I’ve been learning a lot about how important tissue is for many cancer patients. In this era of molecular medicine, it’s often more important to know what mutations your cancer has (e.g. ALK positive) than what organ it happens to be in (e.g. lung cancer). That means a piece of your lung cancer tissue not only needs to be looked at under the microscope, but also tested for mutations. The basic tests we used to run were done — and done well — at every lab, including the one at the hospital where you had your cancer surgery or biopsy. These new molecular tests, however, are evolving quickly. In many cases, you might want a piece of your tumor to be sent to another medical center or a private lab that specializes in molecular testing. Here’s where it gets interesting.


The medical center that performed your surgery or biopsy has your tumor sample, and they are required to send a piece of it to another testing center if you request that they do so. But they don’t have much of an incentive to do this. They might prefer that you get more testing done at their lab or might prefer to keep as much of your tissue as possible for their researchers. Or they simply might not want to invest in making it easy for you to take your “business” elsewhere. This issue is going to get bigger as private testing companies and select medical centers are the ones investing heavily in next generation testing.

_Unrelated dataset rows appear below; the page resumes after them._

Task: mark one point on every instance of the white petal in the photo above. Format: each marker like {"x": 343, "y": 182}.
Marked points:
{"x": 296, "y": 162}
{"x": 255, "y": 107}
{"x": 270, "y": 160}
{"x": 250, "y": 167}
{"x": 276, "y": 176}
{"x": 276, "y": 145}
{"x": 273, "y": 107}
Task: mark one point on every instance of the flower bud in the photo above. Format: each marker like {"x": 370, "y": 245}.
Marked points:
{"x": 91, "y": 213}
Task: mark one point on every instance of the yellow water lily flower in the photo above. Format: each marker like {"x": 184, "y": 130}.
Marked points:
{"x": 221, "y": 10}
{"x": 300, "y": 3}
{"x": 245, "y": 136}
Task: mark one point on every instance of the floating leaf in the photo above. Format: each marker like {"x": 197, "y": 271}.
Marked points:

So maybe we need a new entity here, which I’ll call Uber for Tissue Banking, or just Uber for short. The incentives for this Uber are set up so that they focus exclusively on:

  • Handling your tissue professionally so that as much of it as possible is preserved for the tests you are most likely to need
  • Sending a sample piece of your tissue, when and only when you request, to the testing center(s) of your choice
  • Upgrading their technology for storing and preserving your tissue in the ways needed by the most current and promising testing centers
  • Alerting you of relevant new testing opportunities
  • Avoiding conflicts of interest, e.g., not setting up exclusive or preferential relationships with any testing centers

I’m not sure if I want Uber handling my tissue anytime soon, but I do think this is yet another area that is ready for some disruption.